One of the two hands that put us over the top on Sunday in the team game was one on which we set an attempted 3 No-Trump Game contract by Ellen by two tricks for a plus-100 score, while our teammates the Bottellis collected another 300 points from putting their vulnerable opponents down by three tricks. That total 400-point score gave us 9 IMPs and got us just about halfway to the margin of victory we needed. Instead of being in 3 NT, our opponents belonged in 4 Spades, so the swing from plus-100 to minus-420 would have prevented us from claiming that first place and Christine’s new title.

That qualifies the hand for a Bridge Burglar blog entry, and Ellen will this time assume the role of my column’s anti-hero, Flustered Flo, as she goes down in the wrong contract, while Christine will be her nemesis, Smug Sam, with the East hand that puts her down with its long Heart suit. I’ll be Sam’s West partner, Shy Shem, while Karen Adelman is Flo’s partner, Loyal Larry, with the North hand.

North Dealer; East-West vulnerable

North
A 9 6 5 2
Q 2
A 10 9 8
K 3
West East
Q 10 J 4 3
9 6 5 K J 8 7 4 3
K J 4 2 Q 3
Q 9 6 5 4 2
South
K 8 7
A 10
7 6 5
A J 10 8 7

The bidding:

North East South West
1 Pass 2 Pass
2 Pass 3 NT Pass
Pass Pass

Opening Lead:  9 of Hearts

When you know you and your partner should bid a Game because of your point total (minimum 25 points) do you steer towards a 3 No-Trump contract because it takes only 9 tricks to make and if you make an overtrick, it gives you 10 points more than other pairs who bid 4 Spades or 4 Hearts?

In four-person Swiss team competitions the extra 10 points don’t matter, so just pick your best Game. But in pairs games, those extra 10 points often make the difference between a top and a middle board.

On the diagrammed hand at a recent duplicate game at her home club, Flustered Flo knew that both she and her North partner, Loyal Larry, had opening hands so they should be in Game. After her partner’s second bid, she know they had stoppers in all four suits, so she decided to go for the extra 10 points and bid 3 NT rather than 4 Spades to support her partner’s first suit.

That didn’t turn out so well for her when Shy Shem led the 9 of Hearts (a logical lead – the only unbid suit). Flo ducked dummy’s Queen, Sam played the Jack and Flo held up her Ace for one round. Back came a small Heart and now Flo’s Ace and Queen crashed.

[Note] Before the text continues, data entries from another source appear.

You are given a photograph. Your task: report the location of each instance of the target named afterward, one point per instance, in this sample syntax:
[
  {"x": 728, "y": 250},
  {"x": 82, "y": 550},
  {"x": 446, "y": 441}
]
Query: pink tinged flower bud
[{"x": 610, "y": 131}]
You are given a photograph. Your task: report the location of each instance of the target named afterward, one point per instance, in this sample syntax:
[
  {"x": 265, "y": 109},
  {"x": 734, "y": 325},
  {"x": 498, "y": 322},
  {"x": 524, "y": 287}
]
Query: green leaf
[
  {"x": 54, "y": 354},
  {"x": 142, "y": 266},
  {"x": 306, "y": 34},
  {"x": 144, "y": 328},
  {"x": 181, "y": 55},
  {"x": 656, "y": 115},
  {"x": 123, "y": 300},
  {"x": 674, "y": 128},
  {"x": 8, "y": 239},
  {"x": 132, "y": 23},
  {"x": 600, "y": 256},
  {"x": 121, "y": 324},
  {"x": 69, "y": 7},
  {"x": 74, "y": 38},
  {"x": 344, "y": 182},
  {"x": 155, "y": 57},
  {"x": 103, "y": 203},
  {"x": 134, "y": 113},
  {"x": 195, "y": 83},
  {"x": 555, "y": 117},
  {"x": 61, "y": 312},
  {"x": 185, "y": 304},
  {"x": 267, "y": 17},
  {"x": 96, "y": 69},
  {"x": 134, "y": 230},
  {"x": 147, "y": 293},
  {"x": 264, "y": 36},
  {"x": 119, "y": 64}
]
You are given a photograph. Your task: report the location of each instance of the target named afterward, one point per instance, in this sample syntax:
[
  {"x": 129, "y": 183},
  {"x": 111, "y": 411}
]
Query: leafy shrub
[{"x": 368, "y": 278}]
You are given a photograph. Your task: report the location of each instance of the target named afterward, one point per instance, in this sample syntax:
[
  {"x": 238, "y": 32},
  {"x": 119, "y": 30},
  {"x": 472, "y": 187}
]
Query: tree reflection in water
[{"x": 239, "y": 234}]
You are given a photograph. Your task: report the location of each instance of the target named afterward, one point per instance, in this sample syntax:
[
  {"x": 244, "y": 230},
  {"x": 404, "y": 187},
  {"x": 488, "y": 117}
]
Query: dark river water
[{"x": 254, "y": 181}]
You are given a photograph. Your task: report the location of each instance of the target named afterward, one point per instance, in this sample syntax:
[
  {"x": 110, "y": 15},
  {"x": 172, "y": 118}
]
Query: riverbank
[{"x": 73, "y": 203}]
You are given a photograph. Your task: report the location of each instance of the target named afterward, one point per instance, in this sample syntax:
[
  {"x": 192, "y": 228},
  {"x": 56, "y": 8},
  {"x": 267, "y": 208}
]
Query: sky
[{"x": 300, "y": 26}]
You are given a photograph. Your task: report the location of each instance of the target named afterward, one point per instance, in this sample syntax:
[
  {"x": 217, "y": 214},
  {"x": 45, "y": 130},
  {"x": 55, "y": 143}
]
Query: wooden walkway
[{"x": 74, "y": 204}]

To make her contract, Flo would now have to make all 5 Club tricks and with some luck, she might be able to do that.

She crossed to dummy’s Club King and led another Club to try the finesse on the Queen. Alas, it failed and Shem had another Heart left to get into his partner’s hand so Sam could run four more Hearts. Eventually Sam also collected a Spade trick for Down Two and a minus-100 score for Flo and Larry.

“Good try, partner,” said Larry, who’s always … well, very loyal to Flo.

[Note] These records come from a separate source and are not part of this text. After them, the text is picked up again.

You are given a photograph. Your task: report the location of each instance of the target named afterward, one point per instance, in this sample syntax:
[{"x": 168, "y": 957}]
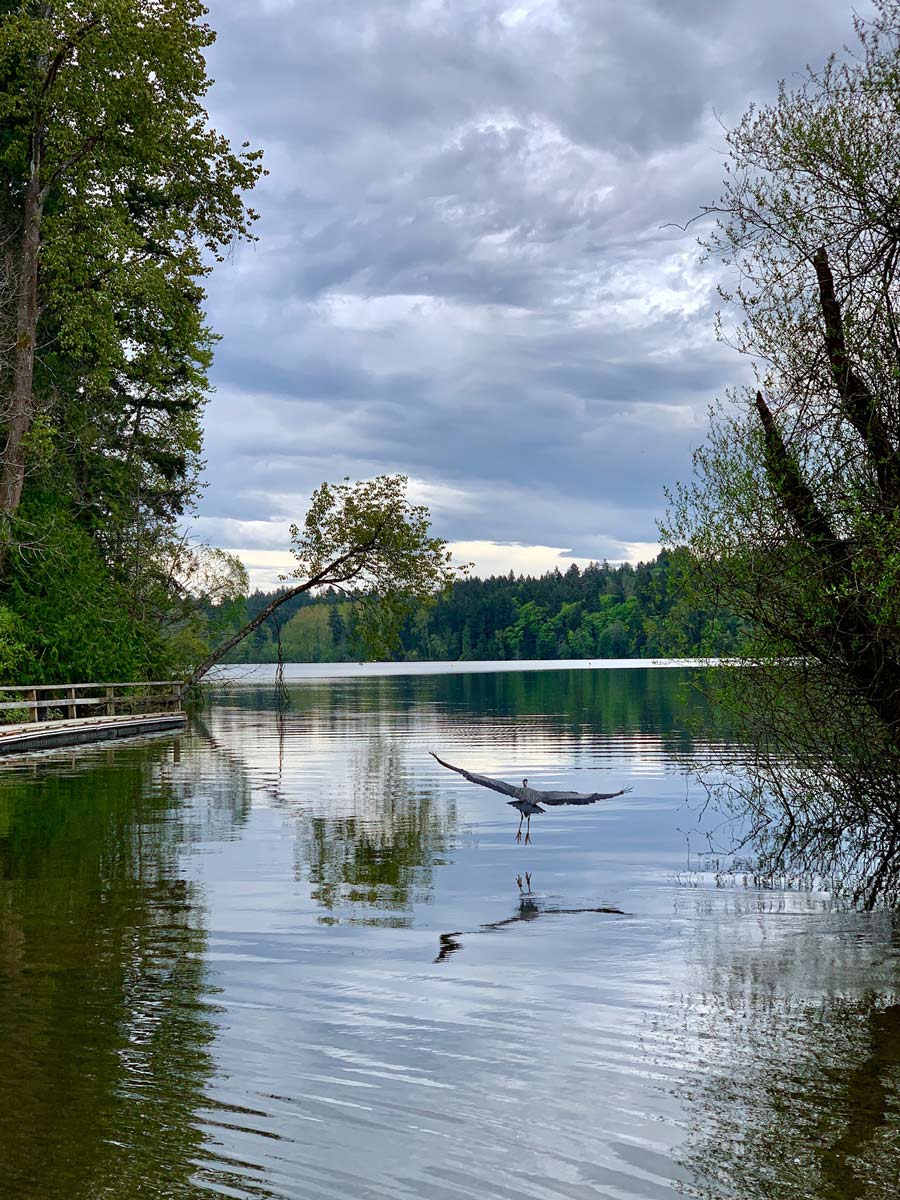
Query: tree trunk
[
  {"x": 245, "y": 630},
  {"x": 21, "y": 407}
]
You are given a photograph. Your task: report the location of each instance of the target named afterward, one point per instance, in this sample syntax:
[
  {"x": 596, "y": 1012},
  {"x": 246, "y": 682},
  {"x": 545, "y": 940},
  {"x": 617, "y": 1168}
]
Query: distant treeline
[{"x": 600, "y": 611}]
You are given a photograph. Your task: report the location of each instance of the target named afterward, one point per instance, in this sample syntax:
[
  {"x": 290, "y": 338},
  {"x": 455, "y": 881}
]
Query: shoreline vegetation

“Thanks, partner, but I wonder if I would have been better off supporting your Spades in 4 Spades,” said Flo.

“Of course you should have,” said Sam, smug as always. “You lose only three tricks, a trump and two tricks in the red suits, either a Heart and a Diamond, or two Diamonds, depending on what you discard when you run your Clubs after setting them up with ruffs.

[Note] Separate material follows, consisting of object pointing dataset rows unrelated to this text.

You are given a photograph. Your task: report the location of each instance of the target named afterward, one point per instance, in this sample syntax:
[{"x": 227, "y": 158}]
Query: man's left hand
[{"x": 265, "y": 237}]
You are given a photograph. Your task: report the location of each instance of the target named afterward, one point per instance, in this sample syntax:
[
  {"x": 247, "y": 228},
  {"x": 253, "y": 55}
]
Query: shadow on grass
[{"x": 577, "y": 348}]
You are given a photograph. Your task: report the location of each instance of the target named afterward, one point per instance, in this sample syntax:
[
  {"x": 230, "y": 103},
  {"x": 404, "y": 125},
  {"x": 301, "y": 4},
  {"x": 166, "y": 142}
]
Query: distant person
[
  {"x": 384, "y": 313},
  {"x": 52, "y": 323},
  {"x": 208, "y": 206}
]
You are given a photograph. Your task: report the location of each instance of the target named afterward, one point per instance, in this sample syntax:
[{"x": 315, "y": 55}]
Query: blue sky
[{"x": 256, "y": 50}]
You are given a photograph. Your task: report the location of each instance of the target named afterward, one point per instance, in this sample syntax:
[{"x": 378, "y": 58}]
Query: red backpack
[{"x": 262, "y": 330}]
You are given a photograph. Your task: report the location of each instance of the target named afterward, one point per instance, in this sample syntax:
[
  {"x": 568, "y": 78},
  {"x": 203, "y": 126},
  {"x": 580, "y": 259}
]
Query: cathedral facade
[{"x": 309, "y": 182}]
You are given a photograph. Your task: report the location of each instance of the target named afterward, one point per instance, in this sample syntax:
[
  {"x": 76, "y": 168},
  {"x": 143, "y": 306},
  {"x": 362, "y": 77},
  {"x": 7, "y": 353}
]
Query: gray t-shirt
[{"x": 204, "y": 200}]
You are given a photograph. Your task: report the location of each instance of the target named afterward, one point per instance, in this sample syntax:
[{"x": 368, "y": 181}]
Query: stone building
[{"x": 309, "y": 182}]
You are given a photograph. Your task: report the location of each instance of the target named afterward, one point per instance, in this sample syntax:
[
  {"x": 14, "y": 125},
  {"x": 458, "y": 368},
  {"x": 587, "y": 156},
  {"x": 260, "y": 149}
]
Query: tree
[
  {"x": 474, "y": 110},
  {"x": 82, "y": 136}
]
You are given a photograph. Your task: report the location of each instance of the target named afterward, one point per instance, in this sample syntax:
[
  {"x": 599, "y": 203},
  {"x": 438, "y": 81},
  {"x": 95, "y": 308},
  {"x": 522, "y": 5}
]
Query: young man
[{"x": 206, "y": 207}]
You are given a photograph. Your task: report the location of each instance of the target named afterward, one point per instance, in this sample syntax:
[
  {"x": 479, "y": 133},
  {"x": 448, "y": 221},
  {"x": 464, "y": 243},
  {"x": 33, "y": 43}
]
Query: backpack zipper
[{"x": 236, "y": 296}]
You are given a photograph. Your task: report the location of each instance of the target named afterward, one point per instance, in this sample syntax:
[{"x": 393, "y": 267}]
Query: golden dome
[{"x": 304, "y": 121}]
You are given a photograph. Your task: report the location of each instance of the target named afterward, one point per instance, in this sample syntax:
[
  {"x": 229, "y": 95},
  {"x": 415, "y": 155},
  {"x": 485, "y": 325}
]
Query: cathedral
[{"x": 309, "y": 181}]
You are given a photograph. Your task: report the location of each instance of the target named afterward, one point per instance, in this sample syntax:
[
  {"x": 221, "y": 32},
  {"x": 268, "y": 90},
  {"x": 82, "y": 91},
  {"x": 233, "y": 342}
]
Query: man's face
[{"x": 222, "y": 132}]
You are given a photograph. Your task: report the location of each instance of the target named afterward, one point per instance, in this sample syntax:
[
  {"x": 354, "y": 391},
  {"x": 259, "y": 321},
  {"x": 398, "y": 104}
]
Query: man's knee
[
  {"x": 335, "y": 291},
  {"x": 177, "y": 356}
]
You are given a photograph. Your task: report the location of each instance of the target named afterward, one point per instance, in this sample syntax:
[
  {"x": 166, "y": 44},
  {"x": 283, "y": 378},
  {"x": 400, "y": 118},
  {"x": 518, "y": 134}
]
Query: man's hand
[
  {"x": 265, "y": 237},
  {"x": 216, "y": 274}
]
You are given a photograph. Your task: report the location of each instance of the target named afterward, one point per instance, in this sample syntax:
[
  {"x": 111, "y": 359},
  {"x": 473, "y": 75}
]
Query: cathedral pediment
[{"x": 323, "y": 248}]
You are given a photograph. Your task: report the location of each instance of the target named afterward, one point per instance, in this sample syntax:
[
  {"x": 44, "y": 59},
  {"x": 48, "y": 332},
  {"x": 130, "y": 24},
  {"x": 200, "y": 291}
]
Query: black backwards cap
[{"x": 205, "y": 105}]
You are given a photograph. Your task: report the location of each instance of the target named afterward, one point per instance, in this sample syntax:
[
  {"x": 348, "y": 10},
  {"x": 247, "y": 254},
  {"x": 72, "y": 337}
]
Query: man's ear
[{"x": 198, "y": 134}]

“It’s no picnic making 4 Spades, but I do see now how I could make that,” said Flo. “But I was trying to get a top making an overtrick in 3 No-Trump. I wanted those extra 10 points.”

“Well,” said Sam, “greed usually gets punished.”

“How did I know I should stay away from No-Trump and go for the Spades?” asked Flo.

“You only had a doubleton in Hearts, and your partner gave you no indication he had a Heart stopper,” said Sam. “That might have been a big clue for you.”

“Why didn’t you help me out and tip me off that No-Trump would be a disaster by bidding that 6-card suit of yours pre-emptively?” Flo asked. “If you’d said 3 Hearts, I would have bid 4 Spades instead.”

“I do try to help my fellow-man,” said Sam, “but at the bridge table I try to help my partner, not my opponents.”